In essence, the orientation analysis relative to the inertia frame is not a mere calculation but a holistic examination of the molecule’s spatial narrative. It provides contextual insights that are indispensable for predicting how new molecular assemblies might accommodate themselves within various lattice frameworks, essentially influencing the design strategy for new materials with desired properties.

  • Close Contacts: Traditional analysis of close contacts often stops at identifying distances shorter than the sum of van der Waals radii. However, the CSP Algorithm delves deeper, recognizing that the strength of these contacts is an extremely important topological property, intimately tied to the interaction energy’s minimum. By examining a comprehensive matrix of atomic species pairs and their distribution across various space groups, the algorithm calculates the optimal strength of close contacts. In addition, it analyzes the spatial distribution of the contacts in respect to the center of mass for each fragment. This analysis provides a benchmark for constructing molecular crystals with judicious interatomic interactions, ensuring structural stability without compromising the lattice’s integrity. These calculated parameters are instrumental during the prediction phase, where the algorithm utilizes this statistical backbone to forecast interaction energies, guiding the assembly of molecules within the crystal lattice in a manner that’s energetically favorable.

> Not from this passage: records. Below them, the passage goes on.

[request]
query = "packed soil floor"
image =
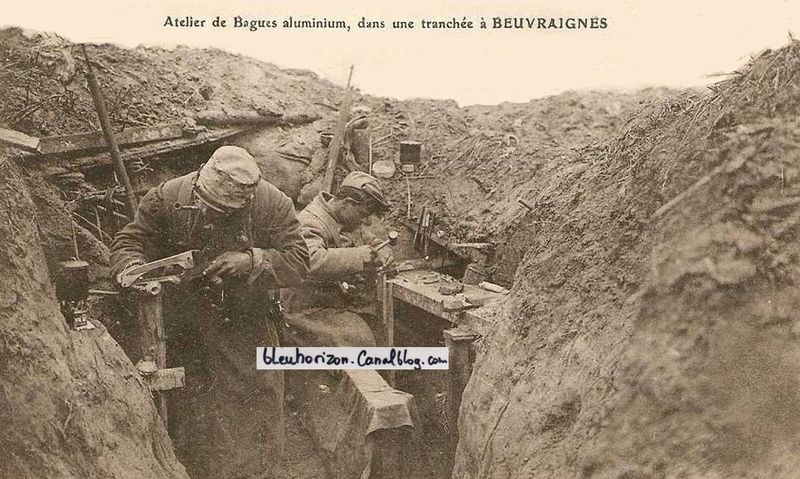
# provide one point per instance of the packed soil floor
(653, 266)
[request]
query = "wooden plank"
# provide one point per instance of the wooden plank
(18, 139)
(460, 359)
(415, 288)
(51, 167)
(154, 341)
(166, 379)
(388, 320)
(94, 140)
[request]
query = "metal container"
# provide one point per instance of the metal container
(410, 152)
(73, 281)
(475, 273)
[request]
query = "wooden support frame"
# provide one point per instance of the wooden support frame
(460, 362)
(154, 341)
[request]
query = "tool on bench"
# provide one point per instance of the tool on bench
(424, 231)
(132, 276)
(393, 235)
(153, 366)
(348, 288)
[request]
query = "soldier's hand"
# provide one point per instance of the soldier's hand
(384, 256)
(230, 264)
(132, 264)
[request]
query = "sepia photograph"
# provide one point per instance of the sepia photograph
(403, 240)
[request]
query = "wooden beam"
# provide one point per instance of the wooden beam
(18, 139)
(93, 140)
(460, 360)
(166, 379)
(51, 167)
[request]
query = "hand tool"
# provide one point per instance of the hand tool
(183, 260)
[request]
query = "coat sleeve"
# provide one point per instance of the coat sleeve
(141, 240)
(332, 263)
(280, 256)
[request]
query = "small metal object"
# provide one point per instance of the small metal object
(72, 291)
(393, 235)
(410, 153)
(184, 260)
(179, 207)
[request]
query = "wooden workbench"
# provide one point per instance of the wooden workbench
(420, 288)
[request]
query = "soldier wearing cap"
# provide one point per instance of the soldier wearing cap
(249, 231)
(322, 313)
(339, 247)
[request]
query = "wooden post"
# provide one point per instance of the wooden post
(388, 320)
(108, 134)
(458, 343)
(154, 341)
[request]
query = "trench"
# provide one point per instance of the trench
(104, 214)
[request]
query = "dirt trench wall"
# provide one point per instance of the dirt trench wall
(70, 402)
(641, 344)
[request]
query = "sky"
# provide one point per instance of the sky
(675, 43)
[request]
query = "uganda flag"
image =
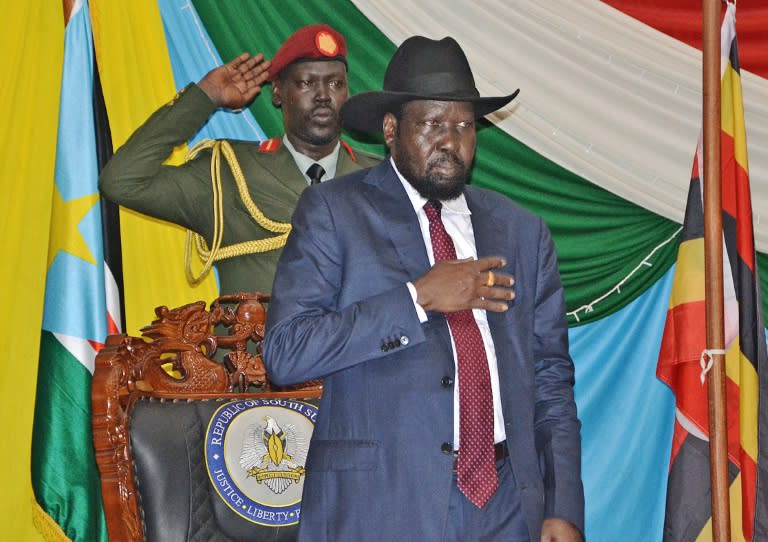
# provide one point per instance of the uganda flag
(681, 363)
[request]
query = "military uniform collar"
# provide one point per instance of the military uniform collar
(303, 161)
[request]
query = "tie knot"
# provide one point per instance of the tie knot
(315, 172)
(432, 208)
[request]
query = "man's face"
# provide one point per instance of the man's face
(433, 145)
(311, 95)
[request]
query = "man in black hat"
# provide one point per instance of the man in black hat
(434, 312)
(244, 218)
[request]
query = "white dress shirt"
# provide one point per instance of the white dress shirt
(303, 161)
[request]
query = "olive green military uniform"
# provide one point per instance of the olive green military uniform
(136, 178)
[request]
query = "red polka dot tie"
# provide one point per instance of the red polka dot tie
(477, 477)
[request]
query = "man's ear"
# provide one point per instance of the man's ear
(277, 100)
(389, 128)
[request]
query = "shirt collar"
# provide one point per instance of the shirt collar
(303, 161)
(458, 205)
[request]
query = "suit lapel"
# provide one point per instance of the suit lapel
(387, 197)
(492, 238)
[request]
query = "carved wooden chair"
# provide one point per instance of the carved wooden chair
(192, 441)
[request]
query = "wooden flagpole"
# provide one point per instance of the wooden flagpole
(713, 261)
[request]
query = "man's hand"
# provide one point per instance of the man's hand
(237, 83)
(454, 285)
(559, 530)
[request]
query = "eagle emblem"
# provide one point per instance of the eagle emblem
(273, 454)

  • Hydrogen Bonds: The analysis of the hydrogen bonds within the crystal matrix, provide insights into their geometric configuration which is tied to their energetic profile. This understanding is crucial because hydrogen bonds impart significant directional character to molecular arrangements in crystal lattices, influencing both structure and properties. The CSP Algorithm evaluates the geometry of potential hydrogen bond, ensuring not only geometric precision but also the right balance of strength and directionality in these interactions. This information is vital for constructing viable hydrogen-bonded networks, especially in complex molecular crystals where these interactions dictate structural feasibility and stability.

  • Voids in Unit Cell: Analyzing the van der Waals free volume and solvent-accessible surface within the crystal lattice provides insights into the potential for molecular movement, stability under pressure, or where guest molecules might reside.